165 W. 900 South, SLC,
Chef Jennifer Gilroy
Jennifer Gilroy, chef-owner of Meditrina, has a simple attitude towards the holiday season: “I don’t give up my own personal holiday for the business. Every year, we get more and more phone calls from people wanting reservations for Thanksgiving or Christmas. But there’s no dollar sign you can put on time with your family.” Last year, as her personal thanksgiving after a health scare, she did open the restaurant for the holiday—but only to her family.

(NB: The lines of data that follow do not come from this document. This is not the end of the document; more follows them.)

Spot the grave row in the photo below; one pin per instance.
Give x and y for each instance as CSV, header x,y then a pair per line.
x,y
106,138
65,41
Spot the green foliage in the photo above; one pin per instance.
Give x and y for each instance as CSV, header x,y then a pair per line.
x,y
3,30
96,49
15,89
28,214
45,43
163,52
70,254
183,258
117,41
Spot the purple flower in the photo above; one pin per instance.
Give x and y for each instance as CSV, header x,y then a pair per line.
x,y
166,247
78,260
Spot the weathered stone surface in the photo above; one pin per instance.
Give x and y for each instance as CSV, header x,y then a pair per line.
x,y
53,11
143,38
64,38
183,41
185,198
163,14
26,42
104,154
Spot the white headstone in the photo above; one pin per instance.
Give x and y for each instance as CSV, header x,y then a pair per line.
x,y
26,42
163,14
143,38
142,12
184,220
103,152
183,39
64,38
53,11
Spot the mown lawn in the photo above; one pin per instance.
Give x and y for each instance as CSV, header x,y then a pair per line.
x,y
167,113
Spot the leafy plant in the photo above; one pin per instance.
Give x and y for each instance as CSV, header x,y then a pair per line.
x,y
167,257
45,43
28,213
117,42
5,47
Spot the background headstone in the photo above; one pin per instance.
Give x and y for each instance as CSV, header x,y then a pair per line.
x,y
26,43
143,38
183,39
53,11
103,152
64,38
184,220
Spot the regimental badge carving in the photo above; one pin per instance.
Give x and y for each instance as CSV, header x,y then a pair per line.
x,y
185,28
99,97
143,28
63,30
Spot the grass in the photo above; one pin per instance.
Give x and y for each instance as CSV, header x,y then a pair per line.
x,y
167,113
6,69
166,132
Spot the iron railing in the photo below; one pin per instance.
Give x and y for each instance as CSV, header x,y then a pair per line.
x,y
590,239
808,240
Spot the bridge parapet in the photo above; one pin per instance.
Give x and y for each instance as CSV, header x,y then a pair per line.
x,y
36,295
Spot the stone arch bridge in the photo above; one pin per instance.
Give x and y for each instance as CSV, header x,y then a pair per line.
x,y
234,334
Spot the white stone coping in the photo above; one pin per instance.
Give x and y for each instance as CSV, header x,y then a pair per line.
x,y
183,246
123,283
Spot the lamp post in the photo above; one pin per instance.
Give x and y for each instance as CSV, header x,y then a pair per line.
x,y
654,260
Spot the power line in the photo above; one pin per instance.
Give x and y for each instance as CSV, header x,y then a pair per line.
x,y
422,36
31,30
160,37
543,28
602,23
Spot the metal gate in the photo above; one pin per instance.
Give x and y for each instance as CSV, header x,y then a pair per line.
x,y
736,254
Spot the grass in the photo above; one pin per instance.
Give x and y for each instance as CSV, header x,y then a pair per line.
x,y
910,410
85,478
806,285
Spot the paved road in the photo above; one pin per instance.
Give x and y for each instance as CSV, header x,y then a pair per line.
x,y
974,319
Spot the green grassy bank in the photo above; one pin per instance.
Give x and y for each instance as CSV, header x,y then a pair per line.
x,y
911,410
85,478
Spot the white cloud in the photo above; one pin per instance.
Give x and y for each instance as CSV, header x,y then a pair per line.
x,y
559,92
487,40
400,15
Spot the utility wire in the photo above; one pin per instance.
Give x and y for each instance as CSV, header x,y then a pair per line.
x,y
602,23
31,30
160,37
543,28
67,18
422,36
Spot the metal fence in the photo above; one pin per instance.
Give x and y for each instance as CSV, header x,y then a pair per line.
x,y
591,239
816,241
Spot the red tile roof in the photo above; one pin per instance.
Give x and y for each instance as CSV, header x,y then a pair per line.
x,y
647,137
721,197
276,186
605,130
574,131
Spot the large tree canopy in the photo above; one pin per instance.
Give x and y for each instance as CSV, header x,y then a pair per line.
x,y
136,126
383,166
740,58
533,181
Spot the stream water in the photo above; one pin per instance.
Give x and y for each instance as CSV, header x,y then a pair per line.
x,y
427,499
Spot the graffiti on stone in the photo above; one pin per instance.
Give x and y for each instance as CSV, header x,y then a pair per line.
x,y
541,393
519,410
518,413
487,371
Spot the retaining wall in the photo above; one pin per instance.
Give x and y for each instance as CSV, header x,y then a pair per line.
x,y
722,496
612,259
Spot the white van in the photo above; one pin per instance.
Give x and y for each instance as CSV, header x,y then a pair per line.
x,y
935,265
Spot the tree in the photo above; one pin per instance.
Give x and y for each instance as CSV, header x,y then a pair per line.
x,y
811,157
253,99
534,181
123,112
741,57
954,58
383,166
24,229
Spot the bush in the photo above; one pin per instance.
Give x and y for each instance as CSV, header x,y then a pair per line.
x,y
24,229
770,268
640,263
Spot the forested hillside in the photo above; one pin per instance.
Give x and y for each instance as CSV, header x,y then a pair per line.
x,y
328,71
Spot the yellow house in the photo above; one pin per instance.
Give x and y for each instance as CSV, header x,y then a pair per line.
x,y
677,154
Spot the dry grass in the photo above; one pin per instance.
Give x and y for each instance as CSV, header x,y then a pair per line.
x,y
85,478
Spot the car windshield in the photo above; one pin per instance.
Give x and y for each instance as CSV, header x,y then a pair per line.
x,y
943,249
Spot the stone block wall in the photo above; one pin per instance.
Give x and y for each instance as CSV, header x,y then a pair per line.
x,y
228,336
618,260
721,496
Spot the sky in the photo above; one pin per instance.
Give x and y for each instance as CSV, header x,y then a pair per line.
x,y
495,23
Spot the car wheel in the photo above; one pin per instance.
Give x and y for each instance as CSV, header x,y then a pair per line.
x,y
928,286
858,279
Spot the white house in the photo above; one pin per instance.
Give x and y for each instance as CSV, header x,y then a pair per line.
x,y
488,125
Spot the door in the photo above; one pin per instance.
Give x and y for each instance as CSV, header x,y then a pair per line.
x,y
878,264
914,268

Grandparents, brothers-in-law, nieces, siblings all gathered for a big feast. “I always do a brined turkey, but last year I bought a whole picnic ham from Beltex Meats and brined it too.” It was, she recalled, over the top. Gilroy also roasts Brussels sprouts with browned butter, roasted hazelnuts and a pomegranate demi-glace. But not every year is so elaborate. “Some of my favotite Thanksgivings have been spent at Stein Eriksen’s,” she says. “Zane’s [Chef Zane Holmquist] mashed potatoes and gravy is amazing.” We change things up every year, Gilroy says. “What is that Emerson quote? ‘Foolish consistency is the hobgoblins of little minds’? If I feel obligated to do the same rote thing every year, I don’t enjoy it.”